Vietnam exports worth US$3.74 billion to 3 CPTPP Latin American members
Mexico, Chile and Peru were three countries that Vietnam recorded the highest trade surplus in the Latin American in 2019.
Despite the Covid-19 pandemic causing disruption to global trade, Vietnam’s exports to three members of the Comprehensive and Progressive Agreement for Trans-Pacific Partnership (CPTPP) in Latin America expanded by 4.6% year-on-year in the first 10 months of this year to US$3.74 billion.
|Processing frozen catfish in a company in My Tho industrial park, Tien Giang province. Photo: Hung Viet.|
The information was revealed at the conference promoting trade and investment via the CPTPP among Vietnam, Mexico, Chile and Peru on December 21, aiming to help Vietnamese companies gain a better understanding on these Latin American countries for greater market penetration.
Deputy Director of the European-American Market Department under the Ministry of Industry and Trade (MoIT) Vo Hong Anh said Vietnam’s key export products to three markets included garment, footwear, seafood, wooden products and phone parts, among others.
Since the CPTPP took effect for Vietnam on January 14, 2019, bilateral trade between Vietnam and three Latin American countries in 2019 reached US$5.12 billion, of which Vietnam’s exports earned US$4.11 billion, up 26.76% year-on-year.
“Mexico, Chile and Peru were three countries that Vietnam recorded the highest trade surplus in the Latin America, posting corresponding export growth rates of 26.3%, 20.3% and 36.4%, respectively,” Ms. Anh noted.
Second Secretary of the Mexico Embassy in Vietnam Ivan Antonino Sosa said the three countries have agreed in a meeting in August to refrain from trade protection measures to ensure the continuity of global supply chains.
Mr. Sosa added this is an opportunity for Vietnam and Latin American countries to boost trade cooperation.
More room for cooperation
Among 11 country members of the CPTPP, Mexico, Peru and Chile have pledged to immediately cut 77%, 80% and 95%, respectively, of import tariffs for Vietnamese goods and products.
Commercial counselor of Vietnam Trade Office in Mexico Luu Van Khang said Mexico remains a potential market for Vietnam’s seafood products, including frozen fish and shrimp, which are subject for 0% import duty in the third year of CPTPP.

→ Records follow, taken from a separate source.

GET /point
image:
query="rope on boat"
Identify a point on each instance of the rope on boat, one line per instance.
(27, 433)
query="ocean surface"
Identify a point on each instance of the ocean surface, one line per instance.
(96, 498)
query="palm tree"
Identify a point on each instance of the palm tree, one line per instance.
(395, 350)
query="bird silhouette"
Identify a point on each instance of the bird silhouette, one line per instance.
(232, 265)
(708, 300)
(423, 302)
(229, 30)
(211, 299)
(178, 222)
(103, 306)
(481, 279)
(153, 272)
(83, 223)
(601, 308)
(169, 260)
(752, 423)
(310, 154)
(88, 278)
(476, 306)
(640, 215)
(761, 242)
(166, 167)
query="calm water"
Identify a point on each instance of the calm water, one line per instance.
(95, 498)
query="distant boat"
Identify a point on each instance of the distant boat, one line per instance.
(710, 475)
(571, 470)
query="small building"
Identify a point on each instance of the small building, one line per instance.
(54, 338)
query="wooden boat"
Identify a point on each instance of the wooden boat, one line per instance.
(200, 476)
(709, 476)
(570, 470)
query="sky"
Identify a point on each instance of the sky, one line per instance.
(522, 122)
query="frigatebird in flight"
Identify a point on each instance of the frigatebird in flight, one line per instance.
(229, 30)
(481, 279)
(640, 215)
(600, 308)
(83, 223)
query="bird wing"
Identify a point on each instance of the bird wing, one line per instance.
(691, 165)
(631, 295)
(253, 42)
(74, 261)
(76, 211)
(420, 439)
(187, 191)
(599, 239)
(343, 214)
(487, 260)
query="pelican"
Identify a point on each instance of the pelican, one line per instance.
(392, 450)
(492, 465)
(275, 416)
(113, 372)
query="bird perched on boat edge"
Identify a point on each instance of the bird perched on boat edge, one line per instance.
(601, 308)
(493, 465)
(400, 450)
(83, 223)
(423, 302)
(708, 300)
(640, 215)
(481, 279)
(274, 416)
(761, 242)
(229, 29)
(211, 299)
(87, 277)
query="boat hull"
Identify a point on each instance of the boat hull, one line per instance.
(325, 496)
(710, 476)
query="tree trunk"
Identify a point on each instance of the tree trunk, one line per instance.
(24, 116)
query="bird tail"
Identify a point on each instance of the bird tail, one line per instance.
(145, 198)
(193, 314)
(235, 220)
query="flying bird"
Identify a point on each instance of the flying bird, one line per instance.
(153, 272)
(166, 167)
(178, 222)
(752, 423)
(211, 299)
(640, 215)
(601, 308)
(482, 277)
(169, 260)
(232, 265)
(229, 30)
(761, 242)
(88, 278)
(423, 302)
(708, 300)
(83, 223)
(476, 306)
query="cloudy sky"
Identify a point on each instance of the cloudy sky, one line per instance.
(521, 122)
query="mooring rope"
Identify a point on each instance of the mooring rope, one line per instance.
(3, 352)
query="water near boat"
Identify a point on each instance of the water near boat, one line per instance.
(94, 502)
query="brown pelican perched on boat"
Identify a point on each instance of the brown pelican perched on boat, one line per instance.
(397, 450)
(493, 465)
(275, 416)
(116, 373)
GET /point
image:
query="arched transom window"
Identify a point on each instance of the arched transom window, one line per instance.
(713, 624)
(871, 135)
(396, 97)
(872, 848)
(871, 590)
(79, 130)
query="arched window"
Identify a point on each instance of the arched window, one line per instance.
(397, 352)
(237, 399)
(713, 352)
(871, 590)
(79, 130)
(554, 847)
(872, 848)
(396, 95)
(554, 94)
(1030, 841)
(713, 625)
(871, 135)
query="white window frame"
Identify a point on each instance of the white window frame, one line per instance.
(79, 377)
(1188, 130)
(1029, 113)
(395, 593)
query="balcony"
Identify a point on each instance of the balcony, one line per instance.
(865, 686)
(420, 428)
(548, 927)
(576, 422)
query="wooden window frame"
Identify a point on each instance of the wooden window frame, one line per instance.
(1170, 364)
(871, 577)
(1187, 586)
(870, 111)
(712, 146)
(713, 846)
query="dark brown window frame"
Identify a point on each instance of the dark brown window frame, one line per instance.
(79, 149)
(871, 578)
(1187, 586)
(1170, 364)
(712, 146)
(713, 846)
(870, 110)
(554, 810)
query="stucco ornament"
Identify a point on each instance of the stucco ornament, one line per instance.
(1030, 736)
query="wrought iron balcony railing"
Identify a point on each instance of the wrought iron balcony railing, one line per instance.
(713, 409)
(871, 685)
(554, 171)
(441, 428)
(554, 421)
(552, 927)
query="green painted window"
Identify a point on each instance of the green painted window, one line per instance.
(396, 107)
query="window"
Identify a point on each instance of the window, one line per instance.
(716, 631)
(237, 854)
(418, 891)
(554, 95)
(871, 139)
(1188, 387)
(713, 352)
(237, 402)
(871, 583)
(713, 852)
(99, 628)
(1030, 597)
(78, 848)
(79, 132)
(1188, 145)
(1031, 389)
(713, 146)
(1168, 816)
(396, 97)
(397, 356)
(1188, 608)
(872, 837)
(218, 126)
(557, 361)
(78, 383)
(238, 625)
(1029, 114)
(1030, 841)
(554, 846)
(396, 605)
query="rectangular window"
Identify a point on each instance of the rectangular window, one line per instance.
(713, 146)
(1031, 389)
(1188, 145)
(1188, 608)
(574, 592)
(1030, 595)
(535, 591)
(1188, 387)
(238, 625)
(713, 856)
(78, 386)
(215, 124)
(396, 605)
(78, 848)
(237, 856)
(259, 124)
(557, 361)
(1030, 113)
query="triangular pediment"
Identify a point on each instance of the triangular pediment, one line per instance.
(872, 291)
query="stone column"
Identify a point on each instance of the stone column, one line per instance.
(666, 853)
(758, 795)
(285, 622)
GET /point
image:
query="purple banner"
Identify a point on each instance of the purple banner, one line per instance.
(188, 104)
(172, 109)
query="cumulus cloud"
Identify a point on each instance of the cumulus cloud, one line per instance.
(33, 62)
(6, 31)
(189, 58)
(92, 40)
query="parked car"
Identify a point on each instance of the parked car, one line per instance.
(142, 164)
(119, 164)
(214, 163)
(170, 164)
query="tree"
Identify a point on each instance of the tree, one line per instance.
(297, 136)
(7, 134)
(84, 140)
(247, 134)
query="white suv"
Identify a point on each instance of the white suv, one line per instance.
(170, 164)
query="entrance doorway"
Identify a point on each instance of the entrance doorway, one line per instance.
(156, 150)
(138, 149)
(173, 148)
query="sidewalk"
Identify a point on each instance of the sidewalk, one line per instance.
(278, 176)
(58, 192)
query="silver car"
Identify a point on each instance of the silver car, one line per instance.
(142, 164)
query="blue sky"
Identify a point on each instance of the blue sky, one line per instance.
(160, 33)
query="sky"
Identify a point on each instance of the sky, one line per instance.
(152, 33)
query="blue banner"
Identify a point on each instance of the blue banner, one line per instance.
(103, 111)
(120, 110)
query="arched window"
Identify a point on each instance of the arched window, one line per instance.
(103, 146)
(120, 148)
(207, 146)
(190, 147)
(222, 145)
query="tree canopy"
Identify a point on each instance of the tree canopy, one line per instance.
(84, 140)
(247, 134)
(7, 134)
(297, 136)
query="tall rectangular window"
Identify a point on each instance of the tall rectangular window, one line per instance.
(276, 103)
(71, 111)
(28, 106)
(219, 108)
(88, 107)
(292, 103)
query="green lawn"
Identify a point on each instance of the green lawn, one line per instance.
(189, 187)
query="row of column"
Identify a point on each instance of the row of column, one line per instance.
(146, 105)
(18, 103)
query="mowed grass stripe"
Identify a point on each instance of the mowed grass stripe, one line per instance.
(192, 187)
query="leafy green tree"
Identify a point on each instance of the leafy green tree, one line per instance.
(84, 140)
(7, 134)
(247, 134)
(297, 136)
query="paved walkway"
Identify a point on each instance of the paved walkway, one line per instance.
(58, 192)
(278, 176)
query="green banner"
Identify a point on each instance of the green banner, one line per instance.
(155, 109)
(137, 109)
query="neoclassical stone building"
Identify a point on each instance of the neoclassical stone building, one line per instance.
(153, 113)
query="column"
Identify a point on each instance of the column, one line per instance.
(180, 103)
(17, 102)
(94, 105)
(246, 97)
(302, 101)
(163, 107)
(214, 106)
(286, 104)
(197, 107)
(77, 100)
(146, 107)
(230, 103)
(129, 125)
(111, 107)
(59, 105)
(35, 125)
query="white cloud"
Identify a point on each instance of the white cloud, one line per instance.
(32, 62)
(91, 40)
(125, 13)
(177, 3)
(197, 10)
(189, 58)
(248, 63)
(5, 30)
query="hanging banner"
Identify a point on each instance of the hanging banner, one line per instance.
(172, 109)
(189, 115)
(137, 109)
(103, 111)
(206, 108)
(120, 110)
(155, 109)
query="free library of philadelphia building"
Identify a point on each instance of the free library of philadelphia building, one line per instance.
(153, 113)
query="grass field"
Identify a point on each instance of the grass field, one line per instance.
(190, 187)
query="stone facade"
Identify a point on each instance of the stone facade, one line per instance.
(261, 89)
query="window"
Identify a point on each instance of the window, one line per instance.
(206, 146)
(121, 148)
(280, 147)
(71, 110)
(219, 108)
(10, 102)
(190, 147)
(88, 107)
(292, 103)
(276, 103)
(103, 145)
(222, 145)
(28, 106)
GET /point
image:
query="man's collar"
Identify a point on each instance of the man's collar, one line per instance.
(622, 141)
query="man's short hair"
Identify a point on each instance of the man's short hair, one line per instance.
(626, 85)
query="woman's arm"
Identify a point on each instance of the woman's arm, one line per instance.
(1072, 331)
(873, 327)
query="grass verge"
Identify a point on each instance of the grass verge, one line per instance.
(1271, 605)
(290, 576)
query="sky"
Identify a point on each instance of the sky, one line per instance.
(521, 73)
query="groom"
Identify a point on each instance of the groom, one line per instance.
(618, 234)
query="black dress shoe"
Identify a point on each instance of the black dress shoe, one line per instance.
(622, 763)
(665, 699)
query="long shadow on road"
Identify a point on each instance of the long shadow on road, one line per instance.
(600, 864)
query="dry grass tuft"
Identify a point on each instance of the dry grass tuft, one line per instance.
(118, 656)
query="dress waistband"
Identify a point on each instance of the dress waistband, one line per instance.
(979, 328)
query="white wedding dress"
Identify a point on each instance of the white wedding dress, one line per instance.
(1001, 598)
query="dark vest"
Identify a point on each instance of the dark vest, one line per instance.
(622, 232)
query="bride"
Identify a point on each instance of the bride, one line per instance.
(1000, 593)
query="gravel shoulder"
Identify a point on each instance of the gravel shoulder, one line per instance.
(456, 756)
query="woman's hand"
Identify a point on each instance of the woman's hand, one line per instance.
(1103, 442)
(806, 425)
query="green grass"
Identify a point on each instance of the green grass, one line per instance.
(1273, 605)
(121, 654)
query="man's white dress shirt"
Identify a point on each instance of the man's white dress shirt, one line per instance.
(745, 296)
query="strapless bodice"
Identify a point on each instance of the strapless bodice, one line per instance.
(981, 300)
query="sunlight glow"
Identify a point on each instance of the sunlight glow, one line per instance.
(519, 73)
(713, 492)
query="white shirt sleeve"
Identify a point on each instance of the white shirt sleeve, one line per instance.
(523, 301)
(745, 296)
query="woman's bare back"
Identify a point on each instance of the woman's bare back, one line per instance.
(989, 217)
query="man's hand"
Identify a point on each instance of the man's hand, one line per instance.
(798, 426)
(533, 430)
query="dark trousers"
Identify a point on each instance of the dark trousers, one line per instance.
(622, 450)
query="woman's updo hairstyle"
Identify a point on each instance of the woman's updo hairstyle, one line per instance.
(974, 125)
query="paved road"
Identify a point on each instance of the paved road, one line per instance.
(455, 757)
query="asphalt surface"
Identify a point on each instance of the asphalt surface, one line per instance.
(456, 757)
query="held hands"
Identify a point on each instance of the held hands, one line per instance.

The Mexican market imports US$351 million worth of frozen fish every year, added Mr. Khang.
“Requirement for market access in Mexico is not so strict compared to others, while Vietnamese firms can benefit from a large population and strong consumption demand ,” he continued.
Mexico currently is imposing a band on importing shrimp from Asian countries, including Vietnam. “Once the ban is lifted, Vietnamese products will have an opportunity to penetrate this market with a current tariff rate at 20%,” Mr, Khang asserted.
Le Hong Quang, the commercial counselor of the Vietnam Trade Office in Brazil, said Peru is another market that Vietnam traders should focus on, especially for textile and footwear products.
“Peruvian market imports footwear worth US$350 million every year. The CPTPP in place will help Vietnamese products gain advantages against those from China and Brazil,” Mr. Quang suggested.
In case of Chile, while the country has not ratified the CPTPP, Vietnam can utilize preferential treatments from bilateral trade agreement since 2011.
“Chile imports US$16-billion of consumer products every year, making it an attractive market for Vietnamese companies,” Sai Thi Thu Thuy, head of the Vietnam Trade Office in Chile, suggested.